I can hear Tom and Colin trading comments and barbs back and forth about wet t-shirt contests and useless YouTube videos all the way to the basement stairs.
But the basement under this part of the house is small, more like a crawl space since this area of the building was actually added onto the original house sixty or seventy years ago.
I move on my knees through dust, dirt, and cobwebs before I find and close the shutoff valve.
By the time I get back to the room we’re working on, I’m panting and gross, and the dirt from the crawlspace has attached itself to my soaking-wet formerly yellow t-shirt, creating rivets of mud and brown water.
I don’t even want to imagine what my face looks like right now.
“It’s off,” I tell them, dropping my hands to my knees while I catch my breath. “And I—”
I can’t finish my sentence, though. Because Colin and Tom are just standing there, and all of their clothes are completely soaked through.
The outlines of Colin’s pectoral muscles and nipples are clear and distinct through the blue t-shirt now clinging to his body, and the outline of Tom’s belly and arm muscles is telegraphing the exact shape of his upper body.

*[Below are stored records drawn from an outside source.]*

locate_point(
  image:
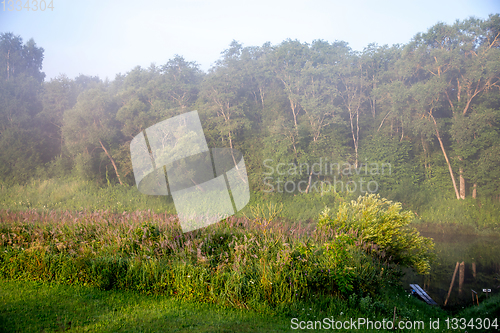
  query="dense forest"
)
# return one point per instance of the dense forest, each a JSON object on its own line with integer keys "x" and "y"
{"x": 429, "y": 109}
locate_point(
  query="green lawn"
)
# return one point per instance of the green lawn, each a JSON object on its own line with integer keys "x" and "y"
{"x": 37, "y": 307}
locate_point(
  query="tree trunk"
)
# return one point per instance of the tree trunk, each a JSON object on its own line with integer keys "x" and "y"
{"x": 462, "y": 184}
{"x": 112, "y": 162}
{"x": 446, "y": 158}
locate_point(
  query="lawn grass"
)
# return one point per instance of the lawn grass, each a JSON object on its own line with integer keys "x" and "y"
{"x": 48, "y": 307}
{"x": 42, "y": 307}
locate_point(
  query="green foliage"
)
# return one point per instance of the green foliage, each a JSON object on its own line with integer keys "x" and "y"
{"x": 383, "y": 224}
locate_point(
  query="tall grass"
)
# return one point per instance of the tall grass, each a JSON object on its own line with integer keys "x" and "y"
{"x": 236, "y": 262}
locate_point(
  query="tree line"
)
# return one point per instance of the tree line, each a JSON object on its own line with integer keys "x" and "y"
{"x": 430, "y": 108}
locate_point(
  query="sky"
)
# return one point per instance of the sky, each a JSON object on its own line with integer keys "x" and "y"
{"x": 105, "y": 38}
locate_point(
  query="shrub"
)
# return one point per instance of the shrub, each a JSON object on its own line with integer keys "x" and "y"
{"x": 384, "y": 229}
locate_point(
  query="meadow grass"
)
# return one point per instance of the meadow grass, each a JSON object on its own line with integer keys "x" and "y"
{"x": 470, "y": 216}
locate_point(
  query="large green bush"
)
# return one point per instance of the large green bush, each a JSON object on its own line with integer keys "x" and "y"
{"x": 385, "y": 230}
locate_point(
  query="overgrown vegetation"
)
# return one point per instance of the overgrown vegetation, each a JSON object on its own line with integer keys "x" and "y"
{"x": 239, "y": 262}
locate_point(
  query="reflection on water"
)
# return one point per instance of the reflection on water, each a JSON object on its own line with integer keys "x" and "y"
{"x": 481, "y": 268}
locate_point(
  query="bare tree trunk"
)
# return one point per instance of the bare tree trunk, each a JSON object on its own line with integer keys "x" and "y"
{"x": 462, "y": 184}
{"x": 446, "y": 158}
{"x": 309, "y": 182}
{"x": 112, "y": 162}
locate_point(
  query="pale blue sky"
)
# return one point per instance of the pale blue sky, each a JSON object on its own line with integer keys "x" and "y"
{"x": 108, "y": 37}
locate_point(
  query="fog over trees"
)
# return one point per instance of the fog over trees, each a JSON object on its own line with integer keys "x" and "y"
{"x": 430, "y": 108}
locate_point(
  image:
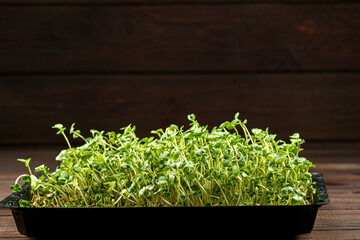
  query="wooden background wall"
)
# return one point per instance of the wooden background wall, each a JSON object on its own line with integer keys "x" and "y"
{"x": 293, "y": 66}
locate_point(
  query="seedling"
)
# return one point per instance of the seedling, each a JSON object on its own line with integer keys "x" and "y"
{"x": 225, "y": 166}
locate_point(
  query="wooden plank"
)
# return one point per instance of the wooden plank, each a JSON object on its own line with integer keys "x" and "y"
{"x": 330, "y": 235}
{"x": 165, "y": 2}
{"x": 319, "y": 106}
{"x": 197, "y": 38}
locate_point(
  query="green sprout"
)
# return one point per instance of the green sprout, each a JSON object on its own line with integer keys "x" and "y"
{"x": 225, "y": 166}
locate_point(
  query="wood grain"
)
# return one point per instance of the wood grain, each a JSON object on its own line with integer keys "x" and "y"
{"x": 204, "y": 38}
{"x": 158, "y": 2}
{"x": 319, "y": 106}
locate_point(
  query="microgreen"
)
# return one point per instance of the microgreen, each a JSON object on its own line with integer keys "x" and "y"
{"x": 225, "y": 166}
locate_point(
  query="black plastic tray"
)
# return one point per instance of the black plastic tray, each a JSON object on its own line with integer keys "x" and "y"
{"x": 177, "y": 221}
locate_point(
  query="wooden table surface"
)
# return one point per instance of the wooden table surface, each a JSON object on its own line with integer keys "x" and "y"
{"x": 339, "y": 163}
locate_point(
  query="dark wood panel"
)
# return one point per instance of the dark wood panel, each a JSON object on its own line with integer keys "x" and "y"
{"x": 156, "y": 2}
{"x": 233, "y": 37}
{"x": 319, "y": 106}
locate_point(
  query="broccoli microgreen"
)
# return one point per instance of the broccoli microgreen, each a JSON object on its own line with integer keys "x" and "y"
{"x": 226, "y": 166}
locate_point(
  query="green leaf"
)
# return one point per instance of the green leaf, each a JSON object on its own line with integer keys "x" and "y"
{"x": 16, "y": 188}
{"x": 297, "y": 200}
{"x": 162, "y": 180}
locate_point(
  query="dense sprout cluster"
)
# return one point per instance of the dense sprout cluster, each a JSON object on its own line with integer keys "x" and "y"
{"x": 225, "y": 166}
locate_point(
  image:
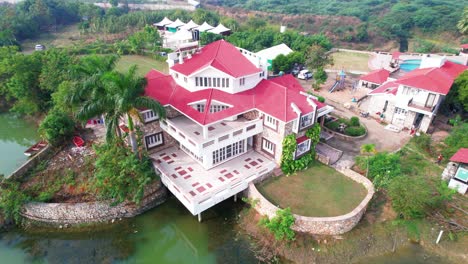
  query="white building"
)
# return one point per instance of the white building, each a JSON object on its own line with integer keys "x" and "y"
{"x": 225, "y": 123}
{"x": 414, "y": 99}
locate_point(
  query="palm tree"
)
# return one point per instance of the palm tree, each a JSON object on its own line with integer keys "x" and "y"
{"x": 122, "y": 99}
{"x": 463, "y": 22}
{"x": 367, "y": 150}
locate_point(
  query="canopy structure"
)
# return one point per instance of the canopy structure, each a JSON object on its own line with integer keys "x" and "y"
{"x": 220, "y": 29}
{"x": 166, "y": 21}
{"x": 190, "y": 25}
{"x": 176, "y": 24}
{"x": 204, "y": 27}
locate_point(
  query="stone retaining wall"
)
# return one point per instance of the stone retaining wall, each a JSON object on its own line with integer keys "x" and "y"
{"x": 93, "y": 212}
{"x": 319, "y": 225}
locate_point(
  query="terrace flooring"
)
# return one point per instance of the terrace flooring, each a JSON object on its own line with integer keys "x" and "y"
{"x": 196, "y": 184}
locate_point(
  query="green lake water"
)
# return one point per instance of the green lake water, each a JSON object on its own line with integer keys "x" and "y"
{"x": 16, "y": 135}
{"x": 165, "y": 234}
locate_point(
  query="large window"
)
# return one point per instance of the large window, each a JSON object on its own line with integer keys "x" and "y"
{"x": 154, "y": 140}
{"x": 303, "y": 147}
{"x": 148, "y": 116}
{"x": 306, "y": 121}
{"x": 227, "y": 152}
{"x": 271, "y": 122}
{"x": 268, "y": 146}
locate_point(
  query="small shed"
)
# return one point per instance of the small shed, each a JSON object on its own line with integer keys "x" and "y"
{"x": 456, "y": 171}
{"x": 271, "y": 53}
{"x": 161, "y": 25}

I choke on my own breath. I’m being attacked by an onslaught of hormones my body has no chance against. My cock stands up so fast it almost hurts, and I know I have to get out of this room before either one of the men in front of me notice.
Before they realize that I can’t even be in the same room with the two of them like this without losing every ounce of control I have.

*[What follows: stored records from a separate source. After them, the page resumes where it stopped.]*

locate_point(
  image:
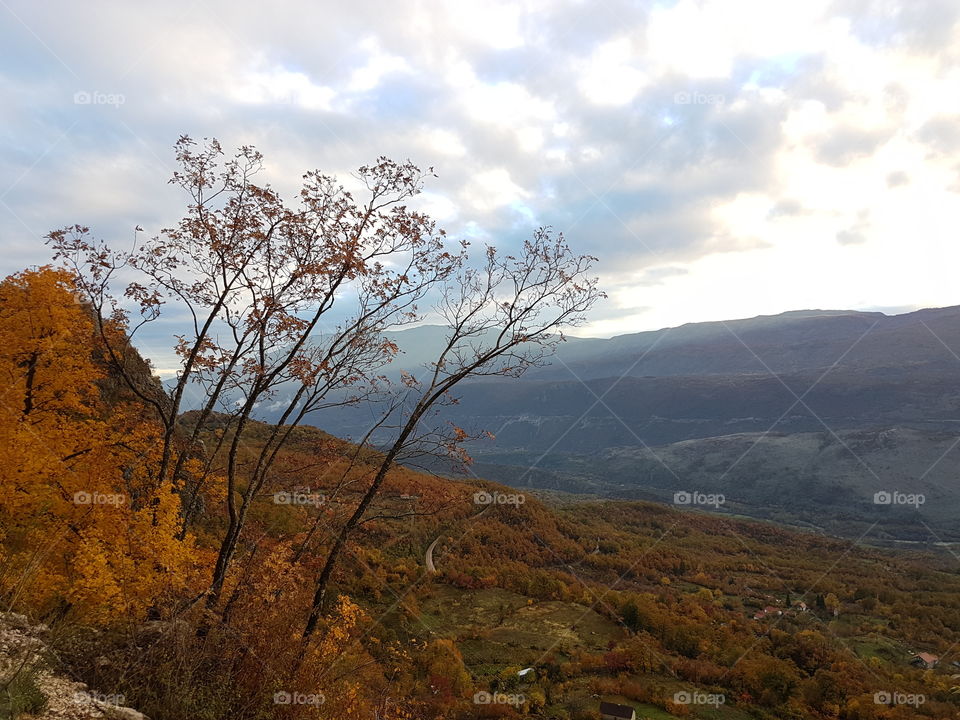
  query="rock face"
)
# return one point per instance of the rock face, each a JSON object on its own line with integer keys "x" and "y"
{"x": 23, "y": 649}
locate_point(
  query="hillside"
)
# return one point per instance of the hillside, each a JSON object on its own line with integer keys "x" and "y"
{"x": 537, "y": 605}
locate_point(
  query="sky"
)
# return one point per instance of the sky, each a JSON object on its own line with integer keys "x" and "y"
{"x": 722, "y": 158}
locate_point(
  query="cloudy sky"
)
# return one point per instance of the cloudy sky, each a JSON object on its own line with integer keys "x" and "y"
{"x": 723, "y": 158}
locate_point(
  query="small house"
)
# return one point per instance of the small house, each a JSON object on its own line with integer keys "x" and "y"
{"x": 615, "y": 711}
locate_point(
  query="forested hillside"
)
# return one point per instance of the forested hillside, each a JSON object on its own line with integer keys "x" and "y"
{"x": 679, "y": 614}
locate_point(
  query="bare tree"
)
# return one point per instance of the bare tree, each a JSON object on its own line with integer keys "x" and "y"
{"x": 256, "y": 280}
{"x": 501, "y": 319}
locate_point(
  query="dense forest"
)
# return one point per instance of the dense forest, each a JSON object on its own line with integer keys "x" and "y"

“I need to rinse off! Lake!” I call out in a choked voice, and then I take off out of the room again, rushing down the back hallway of the building, out the door, past the crawlspace I just came out of, and down to the edge of the small lake that butts up against the edge of the winery’s property.
I throw myself into it.
The cold water hits me like a freight train, and for a moment, I have to fight not to panic as the frigid temperature sinks through my body.
I manage to grab hold of my breath and hold it before water finds its way into my lungs.
I let myself fall for a moment, drifting in the stillness of the water.
The world goes still, just for a moment.
And for that moment, I wonder what it would be like if I let myself keep falling. Away from all the hardest parts of the real world.
My mom first got sick when I was fifteen, not long after Lou was born.
And ever since then, it’s like I’ve been treading water, just trying to stay afloat in a world that’s determined to drown me.
That was when Dave slunk out of the hospital room and into an online world, leaving me to take care of my mom and Lou while he just seemed to get angrier and meaner.
Then Mom died and Dave took off with Lou, and I was alone and in foster care and so desperate to see Lou again that nothing else seemed to matter but that.
And when I finally made it to Devon Falls and Dave started leaving Lou with me while he left to take road work jobs, I thought maybe I’d finally figured it out: how to tread water in my own life.